Davalı vekili tarihli cevap dilekçesinde; davacı firma ile müvekkil arasında bahsi geçen icra takibinden sonra anlaşma sağlanmış olduğunu, bu protokolün 2. Maddesinde “Bu hususta … TİCARET A.Ş.’nin 35 ve 32 no lu daire ile 40 no lu dükkanın devri ve kdv iadesi talebi dışında başkaca hiçbir hak ve alacağı kalmayacaktır.” yer alan beyanı ile müvekkil firmanın davacı tarafa icra takibine konu faturadan kaynaklanan bir borcun olmadığının ispatlanmakta olduğunu, mahsup sonrası alacağın, üçüncü kişilere nakden iadesinin talep edilmesi halinde de alacağın temlikine ilişkin talebin yukarıda belirtilen şekilde yapılması gerekmekte olduğunu, KDV iade alacağının temlik edilmesi işleminde temlik sözleşmesinin yazılı olması yeterli olmayıp söz konusu sözleşmenin noterde düzenlenmesinin şart koşulmuş olduğunu, davaya konu somut olayda da davacının talebinin geçersiz bir temlik sözleşmesine dayanmakta olduğunu, bu sebeple davacı tarafın bu talebinin ayrıca davacı taraf icra takip dayanağında ve dava dilekçesinde asıl alacağa işleyecek %19,5 ticari avans talep etmiş olsa da bu talep fahiş ve haksız olup faiz talebinin reddi gerekmekte olduğunu, alacağın temlikine bağlı terditli alacak talebi olan 2. talep konusunda da müvekkilinin daha öncesinde temerrüde düşürülmediğini, bu hususta ileri sürülen faiz talebinin haksız, fahiş ve yersiz olduğunu, davanın reddine karar verilmesini savunmuştur.

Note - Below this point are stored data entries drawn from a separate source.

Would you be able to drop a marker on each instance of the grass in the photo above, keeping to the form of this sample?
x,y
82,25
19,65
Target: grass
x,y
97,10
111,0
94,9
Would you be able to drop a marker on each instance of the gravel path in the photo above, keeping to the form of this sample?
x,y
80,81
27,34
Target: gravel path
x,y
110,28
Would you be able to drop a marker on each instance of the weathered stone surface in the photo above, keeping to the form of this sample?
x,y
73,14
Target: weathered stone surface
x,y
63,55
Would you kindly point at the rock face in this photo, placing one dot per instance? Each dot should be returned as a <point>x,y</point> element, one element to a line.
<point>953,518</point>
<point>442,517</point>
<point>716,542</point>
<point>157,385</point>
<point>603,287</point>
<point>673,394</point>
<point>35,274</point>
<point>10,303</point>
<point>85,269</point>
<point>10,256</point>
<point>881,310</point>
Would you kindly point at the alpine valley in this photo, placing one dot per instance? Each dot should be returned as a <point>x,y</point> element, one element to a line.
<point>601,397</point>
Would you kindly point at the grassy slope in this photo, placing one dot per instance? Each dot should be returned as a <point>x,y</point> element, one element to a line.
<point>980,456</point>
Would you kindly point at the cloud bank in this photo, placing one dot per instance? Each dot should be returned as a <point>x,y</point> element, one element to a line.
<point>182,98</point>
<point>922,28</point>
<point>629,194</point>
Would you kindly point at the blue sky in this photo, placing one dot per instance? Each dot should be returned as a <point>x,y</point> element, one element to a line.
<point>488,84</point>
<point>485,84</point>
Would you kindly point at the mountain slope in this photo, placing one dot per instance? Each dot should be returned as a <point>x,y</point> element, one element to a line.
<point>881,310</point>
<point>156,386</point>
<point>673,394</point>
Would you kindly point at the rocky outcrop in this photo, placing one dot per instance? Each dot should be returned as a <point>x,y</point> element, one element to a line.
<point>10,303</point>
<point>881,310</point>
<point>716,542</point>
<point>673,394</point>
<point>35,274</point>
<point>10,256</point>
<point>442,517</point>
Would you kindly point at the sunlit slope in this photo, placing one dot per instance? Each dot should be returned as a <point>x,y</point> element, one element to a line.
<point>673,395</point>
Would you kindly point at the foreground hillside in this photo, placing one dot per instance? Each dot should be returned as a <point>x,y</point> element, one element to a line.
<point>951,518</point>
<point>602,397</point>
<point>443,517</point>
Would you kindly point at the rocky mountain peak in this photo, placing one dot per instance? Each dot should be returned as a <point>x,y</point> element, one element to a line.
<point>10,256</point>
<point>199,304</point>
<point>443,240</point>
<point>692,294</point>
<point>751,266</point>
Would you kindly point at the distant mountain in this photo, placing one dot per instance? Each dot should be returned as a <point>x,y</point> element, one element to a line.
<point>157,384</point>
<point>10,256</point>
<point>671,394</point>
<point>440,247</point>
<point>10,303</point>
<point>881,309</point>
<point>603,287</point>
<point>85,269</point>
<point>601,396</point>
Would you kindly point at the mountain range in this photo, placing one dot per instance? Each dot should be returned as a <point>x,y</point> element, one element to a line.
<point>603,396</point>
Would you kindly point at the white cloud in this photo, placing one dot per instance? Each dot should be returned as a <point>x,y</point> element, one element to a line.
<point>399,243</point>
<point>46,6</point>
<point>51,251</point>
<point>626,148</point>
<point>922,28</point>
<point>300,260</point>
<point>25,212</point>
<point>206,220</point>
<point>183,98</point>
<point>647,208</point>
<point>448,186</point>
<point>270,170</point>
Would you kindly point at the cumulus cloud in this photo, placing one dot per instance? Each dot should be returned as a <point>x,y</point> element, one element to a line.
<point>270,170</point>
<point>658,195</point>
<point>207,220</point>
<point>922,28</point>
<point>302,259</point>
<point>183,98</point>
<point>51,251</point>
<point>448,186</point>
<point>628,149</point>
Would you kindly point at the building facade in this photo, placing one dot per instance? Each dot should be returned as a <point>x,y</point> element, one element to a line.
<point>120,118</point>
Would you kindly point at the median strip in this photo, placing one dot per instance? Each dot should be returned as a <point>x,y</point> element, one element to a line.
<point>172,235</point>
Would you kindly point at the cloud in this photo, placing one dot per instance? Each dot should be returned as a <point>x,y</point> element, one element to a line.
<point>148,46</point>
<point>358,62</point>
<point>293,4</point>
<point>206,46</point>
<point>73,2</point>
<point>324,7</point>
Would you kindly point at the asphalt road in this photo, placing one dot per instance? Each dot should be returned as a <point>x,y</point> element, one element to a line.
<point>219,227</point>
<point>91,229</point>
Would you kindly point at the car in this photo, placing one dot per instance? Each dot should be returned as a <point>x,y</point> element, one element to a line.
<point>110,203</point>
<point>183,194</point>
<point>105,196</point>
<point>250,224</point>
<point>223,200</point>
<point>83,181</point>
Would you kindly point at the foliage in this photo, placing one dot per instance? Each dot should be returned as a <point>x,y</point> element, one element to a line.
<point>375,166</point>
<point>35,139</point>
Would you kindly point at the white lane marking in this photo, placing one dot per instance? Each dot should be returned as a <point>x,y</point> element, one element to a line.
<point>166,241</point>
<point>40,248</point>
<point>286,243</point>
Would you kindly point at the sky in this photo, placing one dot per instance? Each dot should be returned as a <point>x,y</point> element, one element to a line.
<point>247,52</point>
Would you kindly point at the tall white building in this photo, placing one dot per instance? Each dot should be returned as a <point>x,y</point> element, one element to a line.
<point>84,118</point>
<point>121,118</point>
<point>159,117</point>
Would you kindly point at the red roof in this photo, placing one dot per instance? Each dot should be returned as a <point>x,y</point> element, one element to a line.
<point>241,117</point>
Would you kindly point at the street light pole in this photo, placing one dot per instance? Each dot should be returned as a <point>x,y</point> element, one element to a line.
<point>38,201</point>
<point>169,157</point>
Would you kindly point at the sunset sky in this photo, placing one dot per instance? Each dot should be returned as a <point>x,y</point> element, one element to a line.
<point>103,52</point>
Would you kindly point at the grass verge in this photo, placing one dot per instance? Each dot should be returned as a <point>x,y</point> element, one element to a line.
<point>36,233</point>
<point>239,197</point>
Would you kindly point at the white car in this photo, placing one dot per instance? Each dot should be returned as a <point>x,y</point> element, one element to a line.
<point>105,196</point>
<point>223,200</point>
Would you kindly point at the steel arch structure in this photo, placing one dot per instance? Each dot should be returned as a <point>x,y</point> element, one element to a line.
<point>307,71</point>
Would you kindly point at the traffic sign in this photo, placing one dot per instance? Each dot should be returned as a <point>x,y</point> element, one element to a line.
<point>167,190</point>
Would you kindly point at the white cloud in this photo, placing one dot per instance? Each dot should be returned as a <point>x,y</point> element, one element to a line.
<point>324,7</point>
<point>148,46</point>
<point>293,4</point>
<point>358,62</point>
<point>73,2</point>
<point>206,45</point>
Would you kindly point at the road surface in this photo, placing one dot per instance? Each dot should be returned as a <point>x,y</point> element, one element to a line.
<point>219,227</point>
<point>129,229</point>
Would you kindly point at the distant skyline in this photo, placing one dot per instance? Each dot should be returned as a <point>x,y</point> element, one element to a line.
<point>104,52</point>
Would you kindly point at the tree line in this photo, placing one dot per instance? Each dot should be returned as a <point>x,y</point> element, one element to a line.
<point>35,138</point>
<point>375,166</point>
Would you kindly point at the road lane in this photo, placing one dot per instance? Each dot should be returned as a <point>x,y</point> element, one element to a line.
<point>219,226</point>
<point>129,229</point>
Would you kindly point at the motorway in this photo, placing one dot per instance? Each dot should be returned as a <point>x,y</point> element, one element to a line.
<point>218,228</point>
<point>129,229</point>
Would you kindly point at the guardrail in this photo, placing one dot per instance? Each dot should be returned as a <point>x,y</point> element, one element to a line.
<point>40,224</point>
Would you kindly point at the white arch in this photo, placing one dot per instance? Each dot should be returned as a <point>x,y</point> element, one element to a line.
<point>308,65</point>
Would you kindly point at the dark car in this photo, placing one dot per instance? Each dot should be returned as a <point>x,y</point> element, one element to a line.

Taraflar arasında 29/08/2016 tarihi itibari ile düzenleme şeklinde inşaat yapımı karşılığında gayrimenkul satış vaadi sözleşmesi yapıldığı, eser imalinin davacı şirket tarafından alt yüklenici sıfatı ile yerine getirileceğinin düzenlendiği, ayrıca sunulan delillere göre taraflar arasında imzalanmış olan sözleşmeye konu işin icrası kapsamına doğacak KDV iadesinin davacıya devredileceği hususunda taraflar arasında alacak temlik sözleşmesinin varlığına dayanıldığı, temlik sözleşmesinin 4 ve 5.maddeleri ile şeklen bu konuya ilişkin düzenleme olduğu, ancak davalının üzerine düşen borcu ödemediği gibi temlik edilen alacağın da davacı şirket tarafından tahsil edilmediği tartışmasızdır.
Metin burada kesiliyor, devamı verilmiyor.